The Administration is asking Congress to end CCE’s earmark. That seems like the right thing to do, but the next step must be to create a competitive alternative run by the United States Department of Education. Congress and the Administration should fund civic education–the original purpose of American schooling–at a minimum of $32 million for the whole country. Criteria for competitive grants should include: innovation, rigorous evaluation, a potential to grow and survive without further federal funding, and a focus on engaging disadvantaged kids.

service as a path to educational success

(San Francisco) I gave a presentation and moderated a session at the National Conference on Volunteering & Service yesterday. The topic was equity. But I’d rather describe a different panel, one that I attended as a member of the audience. The topic was service as a key to enhance student achievement. Angela Glover Blackwell was the moderator, and she started with an eloquent statement in favor of tapping students’ energies to address social problems and thereby give them skills and motivations for learning. She said that all the excellent social programs she knows include a dimension of civic engagement, because programs work best when people “own” them. She cited Harlem Children’s Zone as a model and referred to a new federal program, Promise Neighborhoods, that intends to replicate that model. Unfortunately, James Shelton III from the US Department of Education had to miss the panel at the last moment and so could not address that initiative.
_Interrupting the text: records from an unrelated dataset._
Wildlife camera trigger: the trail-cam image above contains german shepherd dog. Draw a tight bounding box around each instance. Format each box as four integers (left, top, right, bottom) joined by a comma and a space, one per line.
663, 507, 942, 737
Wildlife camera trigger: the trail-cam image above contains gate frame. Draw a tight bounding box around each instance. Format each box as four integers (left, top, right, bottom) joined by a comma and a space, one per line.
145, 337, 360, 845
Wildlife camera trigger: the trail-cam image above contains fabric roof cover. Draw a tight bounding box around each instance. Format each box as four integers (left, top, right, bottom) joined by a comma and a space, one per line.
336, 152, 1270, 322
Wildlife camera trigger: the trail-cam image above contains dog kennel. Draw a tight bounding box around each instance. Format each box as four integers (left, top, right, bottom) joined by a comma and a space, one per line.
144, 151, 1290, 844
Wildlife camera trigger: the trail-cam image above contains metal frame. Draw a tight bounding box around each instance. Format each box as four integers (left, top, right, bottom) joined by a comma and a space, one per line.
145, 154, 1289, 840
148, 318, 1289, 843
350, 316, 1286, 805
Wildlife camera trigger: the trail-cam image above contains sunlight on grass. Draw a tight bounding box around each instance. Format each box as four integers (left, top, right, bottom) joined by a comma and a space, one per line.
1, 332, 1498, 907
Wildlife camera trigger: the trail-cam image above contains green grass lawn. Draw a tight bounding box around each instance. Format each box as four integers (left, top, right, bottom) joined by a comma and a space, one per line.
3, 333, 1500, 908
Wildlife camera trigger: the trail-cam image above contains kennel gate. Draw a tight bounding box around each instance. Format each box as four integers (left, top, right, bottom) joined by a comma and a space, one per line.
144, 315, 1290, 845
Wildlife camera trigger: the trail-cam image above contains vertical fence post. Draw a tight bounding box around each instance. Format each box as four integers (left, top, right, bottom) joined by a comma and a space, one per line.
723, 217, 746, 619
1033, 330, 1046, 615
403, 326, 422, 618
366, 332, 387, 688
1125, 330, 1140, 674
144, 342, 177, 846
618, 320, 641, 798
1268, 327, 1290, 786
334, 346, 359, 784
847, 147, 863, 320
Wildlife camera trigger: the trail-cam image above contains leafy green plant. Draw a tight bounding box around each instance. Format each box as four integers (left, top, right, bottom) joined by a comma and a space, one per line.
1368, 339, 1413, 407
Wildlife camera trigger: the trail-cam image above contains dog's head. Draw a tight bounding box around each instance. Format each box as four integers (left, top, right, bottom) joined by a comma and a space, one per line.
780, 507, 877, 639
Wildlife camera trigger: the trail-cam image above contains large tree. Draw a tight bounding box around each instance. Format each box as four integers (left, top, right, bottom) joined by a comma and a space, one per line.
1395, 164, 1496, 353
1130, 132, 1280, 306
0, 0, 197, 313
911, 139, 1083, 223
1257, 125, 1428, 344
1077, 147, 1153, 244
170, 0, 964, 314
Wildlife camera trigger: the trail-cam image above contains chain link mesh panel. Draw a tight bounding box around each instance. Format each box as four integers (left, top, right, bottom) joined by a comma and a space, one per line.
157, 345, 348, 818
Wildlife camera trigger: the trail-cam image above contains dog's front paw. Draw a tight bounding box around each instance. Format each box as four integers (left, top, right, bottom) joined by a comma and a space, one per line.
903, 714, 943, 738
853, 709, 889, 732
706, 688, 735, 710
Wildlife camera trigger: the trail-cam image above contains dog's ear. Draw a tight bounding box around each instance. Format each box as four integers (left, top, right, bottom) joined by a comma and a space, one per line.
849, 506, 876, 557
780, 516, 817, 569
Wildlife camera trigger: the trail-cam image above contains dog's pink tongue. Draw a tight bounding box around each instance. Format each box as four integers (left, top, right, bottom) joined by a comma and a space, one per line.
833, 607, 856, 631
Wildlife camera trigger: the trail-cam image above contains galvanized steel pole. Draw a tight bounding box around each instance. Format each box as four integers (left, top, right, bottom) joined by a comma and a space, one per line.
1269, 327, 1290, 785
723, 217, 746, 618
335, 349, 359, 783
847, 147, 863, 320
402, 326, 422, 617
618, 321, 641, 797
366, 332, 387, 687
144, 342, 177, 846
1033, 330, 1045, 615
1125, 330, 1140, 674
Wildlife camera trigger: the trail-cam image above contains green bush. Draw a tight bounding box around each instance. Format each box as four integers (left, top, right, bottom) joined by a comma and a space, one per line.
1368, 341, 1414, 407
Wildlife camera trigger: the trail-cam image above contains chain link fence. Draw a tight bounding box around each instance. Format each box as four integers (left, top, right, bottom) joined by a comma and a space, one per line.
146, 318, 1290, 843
Lisa Spinali, a friend of mine, talked about a large program that matches volunteers to schools in San Francisco (it is called San Francisco Volunteers, and she’s the executive director). There has been a gradual shift from placing anyone with an interest in a school to identifying real needs and finding the right skills. Early on, San Franciscans might offer to teach macrame and guitar and would be sent to a classroom. Today, a corps of bilingual volunteers translates at parent/teacher conferences.

Anthony Salcito works for Microsoft. He used the formula that I associate with the Gates Foundation: rigor, relevance, and relationships. These “three-r’s” are too often lacking in our schools. Salcito took the line that “service-learning” (combinations of academic study with community service) would help with rigor, relevance, and relationships.

Eric Schwartz from Citizen Schools made the case that the school day and school year are too short; there should be more learning opportunities for all kids during an expanded learning day. Citizen Schools creates a “second shift” of learning, with lots of interactive and fun projects. Volunteering comes into play in two ways. The “second shift” is substantially provided by unpaid volunteer adults and by AmeriCorps members. And the kids do, among many other activities, some service-learning.